Doping data is the athlete’s health data that has reinforced protection, the Supreme Court rules


Facade of the Supreme Court. (Image: Judiciary)

The Supreme Court (TS) has ruled that personal data on doping of athletes has the category of data related to health and, therefore, the treatment, transfer or communication of said information enjoys reinforced protection, and has established that an infraction in this matter constitutes a very serious fault.

The Contentious-Administrative Chamber (Third Section) has ruled this way in a recent ruling, in which it declares that there is no grounds for the cassation appeal of the Spanish Agency for Health Protection in Sports (AEPSAD) against a ruling by the National Court (AN) that, in November 2020, confirmed the sanction imposed on him by the Data Protection Agency, in July 2018, for publishing health data of an athlete, within the framework of a sanctioning file that ended up archived, and thereby violating the provisions of article 7.3 of the Organic Law on Data Protection of a Personal Nature, an infraction classified as very serious in article 44.4 b) of the same.

The athlete reported to the Data Protection Agency that the AEPSAD had revealed data about his health when publishing his allegations in the file that had been opened for him for doping. In his response to the file he indicated that the presence of a prohibited substance in his physiological samples was due to the accidental ingestion of a medication that your child was taking for a common illness.

The Supreme Court clarifies in the ruling the nature of the doping data. As explained, “in the processing of data referring to the activities of athletes that transcend their private sphere, such as those related to conduct violating anti-doping regulations, “without regard to their conceptualization as data included in the category of data health, is governed by the legislation of the European Union and national regulations on the protection of personal data, and the subjects responsible for the processing of data must whether public authorities or private entitiesreconcile the freedom of information guaranteed by Article 20 of the Spanish Constitution, with the fundamental right to personal and family privacy and to one’s own image, which is protected by Article 18 of our Fundamental Law.”
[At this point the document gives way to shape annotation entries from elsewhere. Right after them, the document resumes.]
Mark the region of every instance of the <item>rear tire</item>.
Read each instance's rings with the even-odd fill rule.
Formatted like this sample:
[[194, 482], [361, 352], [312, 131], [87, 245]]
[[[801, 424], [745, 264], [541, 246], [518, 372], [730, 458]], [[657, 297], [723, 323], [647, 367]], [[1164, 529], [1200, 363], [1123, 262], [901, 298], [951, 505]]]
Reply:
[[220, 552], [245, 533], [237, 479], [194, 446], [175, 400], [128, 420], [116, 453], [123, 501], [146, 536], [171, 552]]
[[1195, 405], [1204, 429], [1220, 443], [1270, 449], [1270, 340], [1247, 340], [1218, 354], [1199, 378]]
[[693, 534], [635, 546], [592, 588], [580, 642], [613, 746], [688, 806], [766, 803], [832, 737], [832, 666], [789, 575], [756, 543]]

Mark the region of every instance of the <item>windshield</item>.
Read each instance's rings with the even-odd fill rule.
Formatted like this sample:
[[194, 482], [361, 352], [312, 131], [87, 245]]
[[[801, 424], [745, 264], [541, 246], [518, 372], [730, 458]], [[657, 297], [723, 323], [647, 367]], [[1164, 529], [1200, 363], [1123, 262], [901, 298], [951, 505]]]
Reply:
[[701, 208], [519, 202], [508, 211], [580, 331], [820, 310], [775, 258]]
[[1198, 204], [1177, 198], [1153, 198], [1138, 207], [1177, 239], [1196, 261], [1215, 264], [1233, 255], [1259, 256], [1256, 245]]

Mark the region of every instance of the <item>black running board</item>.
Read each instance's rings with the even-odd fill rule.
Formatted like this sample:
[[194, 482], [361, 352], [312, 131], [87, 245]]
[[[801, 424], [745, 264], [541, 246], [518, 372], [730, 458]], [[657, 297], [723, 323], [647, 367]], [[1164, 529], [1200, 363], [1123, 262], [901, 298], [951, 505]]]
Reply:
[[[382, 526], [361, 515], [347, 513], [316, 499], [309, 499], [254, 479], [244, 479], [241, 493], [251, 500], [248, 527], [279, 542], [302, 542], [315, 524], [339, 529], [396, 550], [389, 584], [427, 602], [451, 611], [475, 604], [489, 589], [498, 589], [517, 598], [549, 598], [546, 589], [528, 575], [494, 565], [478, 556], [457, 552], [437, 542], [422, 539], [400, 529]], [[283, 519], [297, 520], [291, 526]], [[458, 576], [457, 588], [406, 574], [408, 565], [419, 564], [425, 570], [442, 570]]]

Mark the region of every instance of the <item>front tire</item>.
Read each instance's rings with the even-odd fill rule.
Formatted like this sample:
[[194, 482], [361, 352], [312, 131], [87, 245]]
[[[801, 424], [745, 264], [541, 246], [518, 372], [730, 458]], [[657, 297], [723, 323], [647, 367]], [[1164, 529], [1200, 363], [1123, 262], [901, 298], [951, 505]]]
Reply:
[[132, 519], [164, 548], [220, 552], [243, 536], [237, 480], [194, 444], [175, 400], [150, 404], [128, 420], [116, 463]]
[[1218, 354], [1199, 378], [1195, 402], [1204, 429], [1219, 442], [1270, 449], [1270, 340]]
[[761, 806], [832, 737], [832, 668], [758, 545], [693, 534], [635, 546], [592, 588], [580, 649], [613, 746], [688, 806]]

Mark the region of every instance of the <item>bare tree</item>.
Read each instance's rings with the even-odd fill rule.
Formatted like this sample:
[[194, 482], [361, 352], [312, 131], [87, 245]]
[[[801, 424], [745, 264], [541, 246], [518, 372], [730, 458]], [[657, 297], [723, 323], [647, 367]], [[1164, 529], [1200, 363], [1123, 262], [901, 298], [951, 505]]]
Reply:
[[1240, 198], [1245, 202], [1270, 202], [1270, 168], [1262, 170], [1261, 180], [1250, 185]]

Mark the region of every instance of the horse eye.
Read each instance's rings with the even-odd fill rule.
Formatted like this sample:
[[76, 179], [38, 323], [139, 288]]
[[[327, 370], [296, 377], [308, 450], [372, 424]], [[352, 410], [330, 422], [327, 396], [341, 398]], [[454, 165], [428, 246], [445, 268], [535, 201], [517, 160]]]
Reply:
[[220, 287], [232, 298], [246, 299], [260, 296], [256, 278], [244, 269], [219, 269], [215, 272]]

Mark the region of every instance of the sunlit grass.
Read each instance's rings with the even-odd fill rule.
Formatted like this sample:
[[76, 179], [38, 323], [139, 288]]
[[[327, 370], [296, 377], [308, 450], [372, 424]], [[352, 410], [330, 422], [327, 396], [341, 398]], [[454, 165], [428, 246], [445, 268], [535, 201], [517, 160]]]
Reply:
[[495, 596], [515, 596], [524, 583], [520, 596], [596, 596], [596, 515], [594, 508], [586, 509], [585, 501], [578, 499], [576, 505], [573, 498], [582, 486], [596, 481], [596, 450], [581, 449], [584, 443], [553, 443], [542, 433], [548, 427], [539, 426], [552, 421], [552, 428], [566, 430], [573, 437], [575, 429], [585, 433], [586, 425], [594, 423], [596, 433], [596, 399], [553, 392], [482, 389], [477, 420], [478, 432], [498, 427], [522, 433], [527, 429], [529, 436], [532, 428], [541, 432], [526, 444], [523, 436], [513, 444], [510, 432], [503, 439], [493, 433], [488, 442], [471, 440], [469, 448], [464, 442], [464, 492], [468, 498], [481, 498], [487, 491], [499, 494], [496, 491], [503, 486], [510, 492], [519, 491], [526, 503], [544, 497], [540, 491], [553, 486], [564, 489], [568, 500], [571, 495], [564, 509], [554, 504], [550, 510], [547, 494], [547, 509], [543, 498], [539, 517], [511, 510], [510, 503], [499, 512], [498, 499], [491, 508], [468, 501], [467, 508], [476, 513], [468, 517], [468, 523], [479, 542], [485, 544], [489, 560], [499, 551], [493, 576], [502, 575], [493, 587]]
Judging, specifically, the cassational infractions formulated against the contested ruling, the Chamber considers that the National Court has made an interpretation that it considers “adequate and reasonable.”
of the term “data relating to health”, referred to in article 7.3 of Organic Law 15/1999, of December 13, on the Protection of Personal Data, “in relation to the inclusion in this category of data those data related to doping of athletes, for the purposes of granting the processing of this type of data the reinforced protection guaranteed by said Organic Law, and considering applicable, in cases of non-compliance, the sanctions corresponding to the type of very serious infraction provided for in article 44.4 b) of the aforementioned law.
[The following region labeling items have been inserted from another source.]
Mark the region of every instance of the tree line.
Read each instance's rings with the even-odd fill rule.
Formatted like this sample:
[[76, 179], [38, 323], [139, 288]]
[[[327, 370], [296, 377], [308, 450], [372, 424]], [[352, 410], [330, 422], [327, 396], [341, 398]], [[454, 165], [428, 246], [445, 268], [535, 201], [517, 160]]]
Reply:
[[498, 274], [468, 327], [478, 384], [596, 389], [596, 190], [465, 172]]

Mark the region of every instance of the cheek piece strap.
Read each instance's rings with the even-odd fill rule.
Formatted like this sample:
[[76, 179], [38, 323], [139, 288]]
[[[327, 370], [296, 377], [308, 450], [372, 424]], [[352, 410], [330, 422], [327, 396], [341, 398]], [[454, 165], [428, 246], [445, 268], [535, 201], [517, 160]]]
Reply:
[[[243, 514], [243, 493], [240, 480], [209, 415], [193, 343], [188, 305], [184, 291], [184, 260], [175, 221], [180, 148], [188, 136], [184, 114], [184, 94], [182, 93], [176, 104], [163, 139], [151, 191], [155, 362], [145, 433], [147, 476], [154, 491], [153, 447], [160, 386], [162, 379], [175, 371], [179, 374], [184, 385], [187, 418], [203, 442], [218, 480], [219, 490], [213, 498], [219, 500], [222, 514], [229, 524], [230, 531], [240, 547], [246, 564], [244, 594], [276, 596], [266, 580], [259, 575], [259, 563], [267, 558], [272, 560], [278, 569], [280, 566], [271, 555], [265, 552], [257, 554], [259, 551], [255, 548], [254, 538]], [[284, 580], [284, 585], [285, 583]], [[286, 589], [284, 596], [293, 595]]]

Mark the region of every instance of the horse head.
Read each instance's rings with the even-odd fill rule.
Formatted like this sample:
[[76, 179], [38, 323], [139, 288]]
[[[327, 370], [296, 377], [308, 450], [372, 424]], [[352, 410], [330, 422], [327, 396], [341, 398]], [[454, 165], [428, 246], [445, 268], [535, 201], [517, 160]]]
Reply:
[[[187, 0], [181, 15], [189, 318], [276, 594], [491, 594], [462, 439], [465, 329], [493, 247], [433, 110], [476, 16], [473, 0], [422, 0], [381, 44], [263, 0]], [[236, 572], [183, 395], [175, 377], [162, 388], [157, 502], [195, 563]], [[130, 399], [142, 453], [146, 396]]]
The Supreme Court maintains that this interpretation of article 7.3 of Organic Law 15/1999 “is in accordance with the legislation of the European Union and state regulations on the protection of personal data and also complies with national and international regulations.” anti-doping, whose purpose is to guarantee equity and equality in sports competitions, associated with the concept of fair play, promote the health of athletes, and protect and safeguard the community good of public health, to the extent that these data, which concern their physiological or genetic conditions, or their state of physical or mental health, may have significantly negative repercussions for those concerned.

For the Supreme Court, the purpose of these regulations is to “guarantee fairness and equality in sports competitions, associated with the concept of fair play, promote the health of athletes, and protect and safeguard the community good of public health, in the to the extent that these data, which concern the physiological or genetic conditions, or the state of physical or mental health of the same, may have significantly negative repercussions for the interested parties.”
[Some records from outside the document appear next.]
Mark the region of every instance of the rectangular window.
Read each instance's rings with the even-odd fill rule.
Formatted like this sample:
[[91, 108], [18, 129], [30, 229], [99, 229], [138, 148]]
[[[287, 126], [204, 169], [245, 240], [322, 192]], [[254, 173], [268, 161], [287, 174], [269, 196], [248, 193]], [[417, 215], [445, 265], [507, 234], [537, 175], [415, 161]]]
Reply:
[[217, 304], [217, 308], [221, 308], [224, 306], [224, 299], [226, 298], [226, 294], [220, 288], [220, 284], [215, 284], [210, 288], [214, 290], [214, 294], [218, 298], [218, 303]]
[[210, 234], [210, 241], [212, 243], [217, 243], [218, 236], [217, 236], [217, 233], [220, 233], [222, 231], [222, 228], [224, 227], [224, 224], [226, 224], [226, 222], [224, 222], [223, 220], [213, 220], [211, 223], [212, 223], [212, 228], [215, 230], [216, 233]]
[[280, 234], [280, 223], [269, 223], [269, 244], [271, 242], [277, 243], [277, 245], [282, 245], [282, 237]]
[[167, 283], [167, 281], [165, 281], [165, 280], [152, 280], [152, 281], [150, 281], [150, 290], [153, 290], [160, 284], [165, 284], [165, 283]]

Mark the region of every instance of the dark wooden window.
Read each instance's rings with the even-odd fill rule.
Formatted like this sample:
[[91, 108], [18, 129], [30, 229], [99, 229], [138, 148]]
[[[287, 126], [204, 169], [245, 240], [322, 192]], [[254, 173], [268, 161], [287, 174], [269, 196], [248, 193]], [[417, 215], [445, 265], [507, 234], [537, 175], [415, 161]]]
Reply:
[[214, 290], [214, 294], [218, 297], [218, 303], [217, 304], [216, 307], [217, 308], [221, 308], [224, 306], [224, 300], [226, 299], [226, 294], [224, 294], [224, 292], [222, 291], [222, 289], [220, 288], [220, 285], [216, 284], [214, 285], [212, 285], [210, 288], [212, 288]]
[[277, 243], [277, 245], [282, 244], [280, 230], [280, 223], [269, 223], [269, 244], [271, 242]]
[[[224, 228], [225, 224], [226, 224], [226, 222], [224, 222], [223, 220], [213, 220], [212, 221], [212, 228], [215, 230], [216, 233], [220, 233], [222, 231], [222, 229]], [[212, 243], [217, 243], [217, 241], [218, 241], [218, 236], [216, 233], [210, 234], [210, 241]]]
The magistrates consider that the AEPSD committed a very serious infraction when it disclosed through its website information about the resolution of the Administrative Court of Sports that contained information about the health status of the athlete and his minor son.

The TS reproduces the argument from the National Court ruling that it concerns the athlete’s health data “without prejudice to the fact that in the fight against doping the determination of the existence of infractions and their publicity are regulated in detail to avoid the falsification of competitions and, ultimately, trying to ensure that the game is fair, but it does not follow from such rules that violations in terms of data protection do not have the seriousness rating that corresponds to the special categories of data that are particularly protected, what are the health data like?

The sentence is the number 1568/2024, of October 8. It is signed by the magistrates José Manuel Bandrés Sánchez-Cruzat (president and speaker), Eduardo Calvo Rojas, José María del Riego Valledor, Diego Córdoba Castroverde and Isaac Merino Jara.